«Il federalismo, se va tutto bene, arriva nel 2014; intanto noi siamo di fatto commissariati, perché non abbiamo margini reali di decisione».
Il ritornello è risuonato in tutti gli incontri lungo i quattro giorni dell’assemblea nazionale dei sindaci, che si è chiusa ieri a Padova, e non è solo questione di legge di stabilità. Nel “patto civile” lanciato dal presidente dell’Anci Sergio Chiamparino gioca per esempio un ruolo importante la questione del fisco locale, congelato dal 2008 e destinato a rimanere tale fino all’applicazione dell’imposta municipale disegnata dal decreto attuativo sul federalismo dei sindaci. «Non si capisce l’ostinazione con cui il governo ha deciso di bloccare le aliquote», commenta anche Gianni Alemanno, che all’Anci ha il ruolo di presidente del consiglio nazionale; Alemanno in questo caso non parla tanto da sindaco di Roma (la Capitale ha ottenuto nella manovra correttiva la possibilità di aumentare l’addizionale Irpef per fronteggiare il maxidebito maturato negli anni), ma sottolinea il rischio di effetti paradossali della norma anti-fisco: «Se non si può intervenire su Irpef e Ici – sottolinea –, rimane come unica alternativa l’aumento delle tariffe; è la manovra più iniqua perché colpisce chi ha più bisogno dei servizi locali, cioè le fasce più deboli».

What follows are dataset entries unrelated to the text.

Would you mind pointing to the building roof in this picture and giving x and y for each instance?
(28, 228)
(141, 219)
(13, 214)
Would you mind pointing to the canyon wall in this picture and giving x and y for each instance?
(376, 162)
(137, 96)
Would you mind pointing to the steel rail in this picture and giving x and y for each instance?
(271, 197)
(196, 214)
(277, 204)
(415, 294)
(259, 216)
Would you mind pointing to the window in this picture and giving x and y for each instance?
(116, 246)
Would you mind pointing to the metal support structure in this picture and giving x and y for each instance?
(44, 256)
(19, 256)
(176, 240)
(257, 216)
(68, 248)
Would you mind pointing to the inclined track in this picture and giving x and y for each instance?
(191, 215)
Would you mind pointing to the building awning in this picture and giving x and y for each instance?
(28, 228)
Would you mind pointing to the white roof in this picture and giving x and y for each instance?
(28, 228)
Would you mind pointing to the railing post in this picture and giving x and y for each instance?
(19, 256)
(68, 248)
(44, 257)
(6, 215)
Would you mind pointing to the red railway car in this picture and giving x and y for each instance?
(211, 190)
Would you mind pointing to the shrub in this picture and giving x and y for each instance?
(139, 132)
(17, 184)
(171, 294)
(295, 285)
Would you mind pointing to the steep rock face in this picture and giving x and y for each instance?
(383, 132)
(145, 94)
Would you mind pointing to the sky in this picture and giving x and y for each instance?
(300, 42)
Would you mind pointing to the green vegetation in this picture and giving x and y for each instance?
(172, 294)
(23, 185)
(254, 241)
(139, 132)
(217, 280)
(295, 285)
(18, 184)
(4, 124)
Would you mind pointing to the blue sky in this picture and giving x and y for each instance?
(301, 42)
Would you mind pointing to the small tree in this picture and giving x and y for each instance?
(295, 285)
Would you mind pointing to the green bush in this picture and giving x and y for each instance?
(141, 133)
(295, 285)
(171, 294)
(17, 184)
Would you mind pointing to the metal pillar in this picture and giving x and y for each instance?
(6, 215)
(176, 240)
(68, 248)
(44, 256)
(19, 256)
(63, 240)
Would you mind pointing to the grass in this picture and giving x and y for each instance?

I numeri danno sostanza al ragionamento, visto che l’ultimo rapporto Ifel (la fondazione Anci per l’economia e la finanza locale) presentato in primavera registrava per esempio un aumento medio del 12,3% in cinque anni nelle rette fissate dai comuni per gli asili nido e un rincaro del 26,4% nelle tariffe dell’acqua potabile. «Mettere le mani nelle tasche dei cittadini non piace a nessuno – chiosa il presidente dell’Anci Sergio Chiamparino –, ma almeno l’addizionale Irpef garantisce una progressività». Di qui la mancanza di «coerenza» lamentata dai sindaci, che chiedono al governo di correggere il decreto sul federalismo municipale inserendo lo sblocco della leva fiscale.
Una contraddizione simile torna agli occhi degli amministratori locali nel campo della riforma del pubblico impiego, che a gennaio dovrebbe debuttare integralmente anche nei comuni. Ieri il ministro della Pubblica amministrazione Renato Brunetta ha ricordato l’appoggio dei sindaci alla riforma: «Non eravate obbligati a condividerla – ha riconosciuto Brunetta parlando agli amministratori locali, invece vi siete detti pronti ad accogliere la riforma con grande senso di responsabilità». Il problema, anche qui, è rappresentato da un «blocco» a livello centrale, perché la manovra correttiva di luglio ha stoppato per tre anni la possibilità di ritoccare gli stipendi pubblici. «Flessibilità, responsabilità e produttività vanno di pari passo con le risorse per incentivare – sottolinea Chiamparino –; se non possiamo assumere, se non abbiamo risorse per fare i contratti locali, la flessibilità e la produttività rischiano di stare appese alle parole».
La prossima tappa della riforma dovrebbe puntare sulla digitalizzazione, che secondo Brunetta dovrebbe sfruttare l’occasione del nuovo censimento per diffondere le tecnologie Ict a tutti i livelli dell’amministrazione. Tra i provvedimenti in arrivo c’è anche il Codice dell’amministrazione digitale, che rischia però di impantanarsi un’altra volta nella crisi politica e parlamentare. Una crisi su cui Chiamparino chiede «chiarezza». «Se non c’è una maggioranza ben radicata in parlamento – sottolinea – l’unica alternativa sono le elezioni».